PytorchHow-ToBeginner · 3 min read

How to Use DataLoader in PyTorch: Syntax and Example

Use torch.utils.data.DataLoader to load data in batches, shuffle it, and enable parallel loading in PyTorch. It wraps a dataset and provides an iterable over the data with options like batch_size, shuffle, and num_workers.

📐

Syntax

The DataLoader is created by passing a dataset and specifying parameters like batch size and shuffling.
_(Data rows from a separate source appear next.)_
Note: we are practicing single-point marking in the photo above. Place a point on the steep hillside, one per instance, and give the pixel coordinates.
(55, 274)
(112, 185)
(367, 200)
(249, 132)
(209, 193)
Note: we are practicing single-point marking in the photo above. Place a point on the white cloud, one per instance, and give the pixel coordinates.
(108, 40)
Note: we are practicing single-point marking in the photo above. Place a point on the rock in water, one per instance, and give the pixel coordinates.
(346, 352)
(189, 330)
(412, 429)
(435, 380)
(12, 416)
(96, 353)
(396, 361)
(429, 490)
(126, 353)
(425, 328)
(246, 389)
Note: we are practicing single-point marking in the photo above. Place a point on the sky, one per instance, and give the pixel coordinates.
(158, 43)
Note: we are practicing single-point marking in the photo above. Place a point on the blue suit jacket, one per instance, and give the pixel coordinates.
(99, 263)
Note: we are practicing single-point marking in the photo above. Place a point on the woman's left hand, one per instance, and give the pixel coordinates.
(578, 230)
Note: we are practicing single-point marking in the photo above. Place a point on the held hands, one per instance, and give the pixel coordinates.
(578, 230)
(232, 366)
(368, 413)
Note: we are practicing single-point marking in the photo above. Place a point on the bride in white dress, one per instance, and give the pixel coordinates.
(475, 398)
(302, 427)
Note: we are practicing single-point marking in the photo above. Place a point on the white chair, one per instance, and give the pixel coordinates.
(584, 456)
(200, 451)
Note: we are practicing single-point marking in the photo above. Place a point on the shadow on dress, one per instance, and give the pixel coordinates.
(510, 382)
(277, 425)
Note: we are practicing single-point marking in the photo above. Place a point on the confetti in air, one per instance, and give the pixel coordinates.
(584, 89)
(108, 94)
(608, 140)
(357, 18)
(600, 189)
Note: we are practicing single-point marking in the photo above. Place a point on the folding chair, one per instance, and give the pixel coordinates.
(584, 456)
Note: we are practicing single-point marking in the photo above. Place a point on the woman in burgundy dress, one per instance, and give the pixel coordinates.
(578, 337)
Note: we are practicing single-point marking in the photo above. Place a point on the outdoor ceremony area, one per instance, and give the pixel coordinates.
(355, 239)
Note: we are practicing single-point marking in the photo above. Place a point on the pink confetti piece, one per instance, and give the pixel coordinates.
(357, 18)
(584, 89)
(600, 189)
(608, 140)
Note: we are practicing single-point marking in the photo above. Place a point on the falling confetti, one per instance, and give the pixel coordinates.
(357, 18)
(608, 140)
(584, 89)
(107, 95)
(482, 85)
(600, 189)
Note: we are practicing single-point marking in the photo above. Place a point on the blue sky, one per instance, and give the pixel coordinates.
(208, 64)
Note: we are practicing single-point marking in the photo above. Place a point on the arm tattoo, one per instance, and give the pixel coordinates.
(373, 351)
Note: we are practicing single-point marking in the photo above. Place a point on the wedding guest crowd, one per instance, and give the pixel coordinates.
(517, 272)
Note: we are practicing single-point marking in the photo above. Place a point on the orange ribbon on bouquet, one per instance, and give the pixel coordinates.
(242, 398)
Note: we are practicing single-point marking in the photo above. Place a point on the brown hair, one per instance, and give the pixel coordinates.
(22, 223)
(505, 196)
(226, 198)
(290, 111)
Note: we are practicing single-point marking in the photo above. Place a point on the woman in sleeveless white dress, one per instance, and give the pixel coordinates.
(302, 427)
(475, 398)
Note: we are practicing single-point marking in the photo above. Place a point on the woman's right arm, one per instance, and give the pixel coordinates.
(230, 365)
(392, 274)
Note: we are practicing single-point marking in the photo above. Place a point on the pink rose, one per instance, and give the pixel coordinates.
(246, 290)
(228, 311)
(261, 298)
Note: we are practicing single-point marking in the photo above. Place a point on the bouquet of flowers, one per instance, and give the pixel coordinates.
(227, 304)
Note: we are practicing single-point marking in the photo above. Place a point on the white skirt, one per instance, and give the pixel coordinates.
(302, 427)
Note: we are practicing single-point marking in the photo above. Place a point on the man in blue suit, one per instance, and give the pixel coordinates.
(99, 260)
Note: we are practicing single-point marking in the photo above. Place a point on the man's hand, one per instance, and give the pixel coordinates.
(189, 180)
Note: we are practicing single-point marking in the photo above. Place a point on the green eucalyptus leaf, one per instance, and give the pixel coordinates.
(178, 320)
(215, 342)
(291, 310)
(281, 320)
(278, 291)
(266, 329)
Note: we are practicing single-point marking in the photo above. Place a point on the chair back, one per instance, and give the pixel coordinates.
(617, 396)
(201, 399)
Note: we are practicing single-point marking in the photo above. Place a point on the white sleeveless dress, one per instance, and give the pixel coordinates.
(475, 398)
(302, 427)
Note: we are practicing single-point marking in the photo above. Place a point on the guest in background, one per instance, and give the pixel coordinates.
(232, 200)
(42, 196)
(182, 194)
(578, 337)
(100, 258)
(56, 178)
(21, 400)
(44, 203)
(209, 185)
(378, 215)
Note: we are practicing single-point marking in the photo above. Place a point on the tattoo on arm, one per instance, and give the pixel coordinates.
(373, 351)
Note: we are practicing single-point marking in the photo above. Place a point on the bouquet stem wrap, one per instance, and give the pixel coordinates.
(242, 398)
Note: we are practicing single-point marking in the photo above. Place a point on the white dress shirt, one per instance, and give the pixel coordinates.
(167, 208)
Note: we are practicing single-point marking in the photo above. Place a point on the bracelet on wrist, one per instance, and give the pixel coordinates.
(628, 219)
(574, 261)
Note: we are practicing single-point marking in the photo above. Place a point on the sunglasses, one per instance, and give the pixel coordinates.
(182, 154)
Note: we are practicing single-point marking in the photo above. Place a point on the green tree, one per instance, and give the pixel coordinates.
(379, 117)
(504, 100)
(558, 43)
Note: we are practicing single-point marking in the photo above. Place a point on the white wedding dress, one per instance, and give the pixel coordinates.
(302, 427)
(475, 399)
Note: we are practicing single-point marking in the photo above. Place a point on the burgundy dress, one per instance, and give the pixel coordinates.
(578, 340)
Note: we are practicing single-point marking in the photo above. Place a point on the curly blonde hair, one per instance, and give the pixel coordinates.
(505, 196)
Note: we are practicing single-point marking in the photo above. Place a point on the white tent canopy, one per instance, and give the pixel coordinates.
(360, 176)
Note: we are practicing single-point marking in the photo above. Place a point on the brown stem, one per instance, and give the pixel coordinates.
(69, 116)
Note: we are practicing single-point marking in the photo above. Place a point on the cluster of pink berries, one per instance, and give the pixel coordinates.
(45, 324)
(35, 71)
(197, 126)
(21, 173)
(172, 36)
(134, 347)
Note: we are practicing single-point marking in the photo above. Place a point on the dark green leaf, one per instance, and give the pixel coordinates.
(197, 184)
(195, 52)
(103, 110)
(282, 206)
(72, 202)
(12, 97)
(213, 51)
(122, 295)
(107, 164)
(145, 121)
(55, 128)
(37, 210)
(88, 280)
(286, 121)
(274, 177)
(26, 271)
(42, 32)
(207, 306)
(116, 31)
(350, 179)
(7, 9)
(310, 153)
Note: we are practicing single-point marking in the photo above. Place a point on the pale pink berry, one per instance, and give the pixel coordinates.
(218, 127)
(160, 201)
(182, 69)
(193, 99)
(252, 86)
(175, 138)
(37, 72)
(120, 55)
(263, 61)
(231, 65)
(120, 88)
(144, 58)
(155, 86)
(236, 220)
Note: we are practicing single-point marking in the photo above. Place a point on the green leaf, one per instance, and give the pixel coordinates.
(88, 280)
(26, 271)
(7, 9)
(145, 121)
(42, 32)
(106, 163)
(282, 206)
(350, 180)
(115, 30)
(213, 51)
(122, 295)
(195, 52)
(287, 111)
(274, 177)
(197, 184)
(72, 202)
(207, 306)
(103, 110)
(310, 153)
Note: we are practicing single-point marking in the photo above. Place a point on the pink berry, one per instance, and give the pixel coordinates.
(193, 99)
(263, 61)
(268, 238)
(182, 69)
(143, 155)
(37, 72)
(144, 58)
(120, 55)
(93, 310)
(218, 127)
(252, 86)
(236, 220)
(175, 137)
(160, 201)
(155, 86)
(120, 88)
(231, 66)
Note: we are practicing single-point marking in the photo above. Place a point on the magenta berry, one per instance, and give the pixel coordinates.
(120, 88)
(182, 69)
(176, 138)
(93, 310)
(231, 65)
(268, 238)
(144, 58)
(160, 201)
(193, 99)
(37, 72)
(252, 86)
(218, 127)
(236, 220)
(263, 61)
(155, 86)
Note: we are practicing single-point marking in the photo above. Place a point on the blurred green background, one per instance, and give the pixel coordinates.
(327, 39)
Key parameters include:

dataset: The dataset object to load data from.
batch_size: Number of samples per batch.
shuffle: Whether to shuffle data each epoch.
num_workers: Number of subprocesses for data loading.

python

from torch.utils.data import DataLoader

dataloader = DataLoader(dataset, batch_size=32, shuffle=True, num_workers=2)

💻

Example

This example shows how to create a simple dataset and use DataLoader to iterate over batches of data with shuffling enabled.

python

import torch
from torch.utils.data import Dataset, DataLoader

# Define a simple dataset
class MyDataset(Dataset):
    def __init__(self):
        self.data = torch.arange(10)  # Data from 0 to 9
    def __len__(self):
        return len(self.data)
    def __getitem__(self, idx):
        return self.data[idx]

# Create dataset and dataloader
my_dataset = MyDataset()
dataloader = DataLoader(my_dataset, batch_size=3, shuffle=True)

# Iterate over batches
for batch in dataloader:
    print(batch)

Output

tensor([3, 1, 0]) tensor([7, 8, 6]) tensor([9, 4, 5]) tensor([2])

⚠️

Common Pitfalls

Common mistakes when using DataLoader include:

Not setting shuffle=True when you want random batches, which can cause your model to see data in the same order every epoch.
Using num_workers=0 can slow down loading; increasing it speeds up data loading but may cause issues on some systems.
For datasets that return multiple items (like input and label), forgetting to unpack batches properly.

python

from torch.utils.data import DataLoader

# Wrong: no shuffle, slow loading
loader_wrong = DataLoader(my_dataset, batch_size=4, shuffle=False, num_workers=0)

# Right: shuffle data and use multiple workers
loader_right = DataLoader(my_dataset, batch_size=4, shuffle=True, num_workers=2)

📊

Quick Reference

Parameter	Description	Default
dataset	Dataset to load data from	None (required)
batch_size	Number of samples per batch	1
shuffle	Shuffle data every epoch	False
num_workers	Number of subprocesses for loading	0
drop_last	Drop last incomplete batch	False
pin_memory	Copy tensors to CUDA pinned memory	False

✅

Key Takeaways

Use DataLoader to efficiently load data in batches with optional shuffling and parallelism.

Set shuffle=True during training to improve model generalization by randomizing data order.

Increase num_workers to speed up data loading but test for system compatibility.

Remember to unpack batches correctly if your dataset returns multiple items like inputs and labels.

Use drop_last=True to avoid smaller last batches when batch size consistency is needed.